Until last week, I haven’t ridden a bike at all in two years. Until last week, I haven’t been on a motocross track in thirty years. I’m fifty years old and this is the first race of my life.
“You ought to try vintage motocross,” Todd tells me. The time is two years previous, and I’m at Todd’s farm where I’ve taken my daughter to ride horses with some friends. They brush the horses, saddle up, and ride around a dusty arena, but Todd and I head straight for talking about farming and motorcycles.
I’ve known Todd all my life. We both come from long-time farm families in our hometown of Wilson Creek, Washington. Our mothers have been friends for decades. Todd is several years younger than I am, but we share a common love for dirt bikes. We’re two of the most prominent dirt bike fanatics sprinkled through the history of our small town.
I listen to Todd talk about motocross, Huskys, and things motorcycle, but I don’t live here anymore and motorcycles seem to have faded to a forgotten corner of my existence. I’m an English professor these days and live twelve hours away in Redding, California. My world is filled with the more sedentary pursuits of reading books, grading essays, and writing papers. I come home every summer to visit my family and anyone else I run into, to reconnect with farming, small town life, and to enjoy the wheat fields, rocks, sagebrush and wildflowers of eastern Washington. Several times in the last few years I’ve bumped into Todd.
Like hidden seeds waiting to germinate, his words seem to stick with me. My job is pretty good mostly, but the late spring becomes a real grind for everyone.
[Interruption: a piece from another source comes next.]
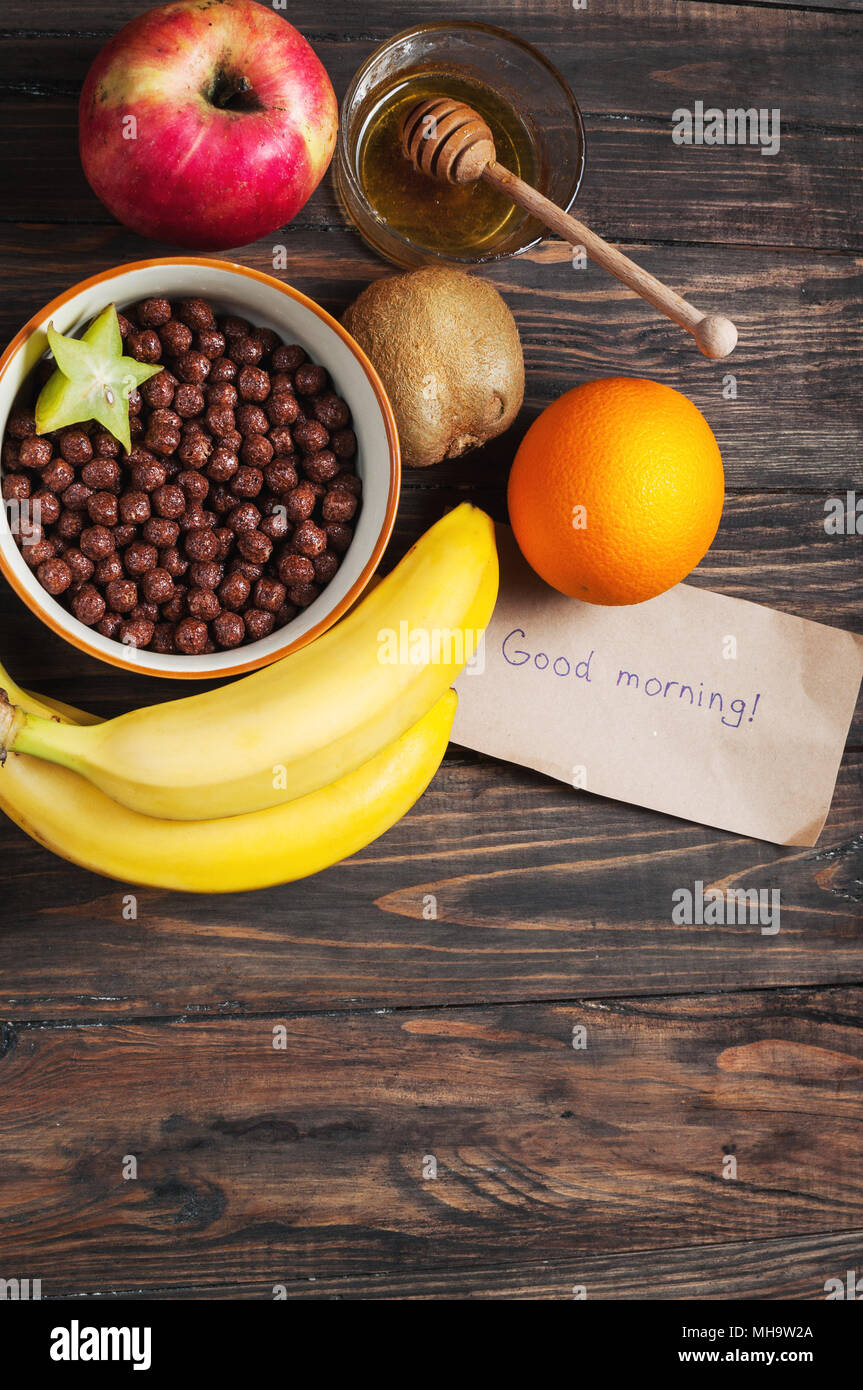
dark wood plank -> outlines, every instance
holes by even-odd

Perhaps to escape the crush of grading and work, I punch “vintage motocross northwest” into Google. The search eventually leads me to the Hammer and Tongs website where I’m impressed by the vibrant scene of vintage motocross: multiple races, a season long series, and the resurgence of the late 1970s, the golden age of motocross.
I stumble onto some race results and see Todd’s name and enter his name on a search. I discover that he’s been doing well, in fact winning a lot in the intermediate class. I dig around on the Hammer and Tongs website and also discover that vintage motocross has two classes: vintage (pre-1974/pre-long travel suspension) and evolution (1974-1981) where the rules prohibit three things: disc brakes, liquid cooling, and linkage suspension. The evolution class interests me because it covers the years when I was most involved in the sport and ends about the time I sold my 1976 Suzuki RM250A motocross bike and went off to college.
Up at my mom’s place in Wilson Creek I’ve got a Yamaha IT250 enduro stored in a grain bin since 1994 when I moved away. I bought it used for $400 dollars at least twenty years ago to ride as a play bike and to herd cows. Post college, I farmed with my dad for nine years and needed something better than my totally trashed Bultaco Alpina 250, purchased totally used for $35.00. I’d never been a Yamaha fan, but I bought it because the price was right and because it was basically what I wanted: an enduro in good condition with a low first gear, a large gas tank, and a long travel suspension. Besides, it’s blue and I like the color. The bike later proves its worth when I use it to singlehandedly stop the only cattle stampede in the entire history of our ranch.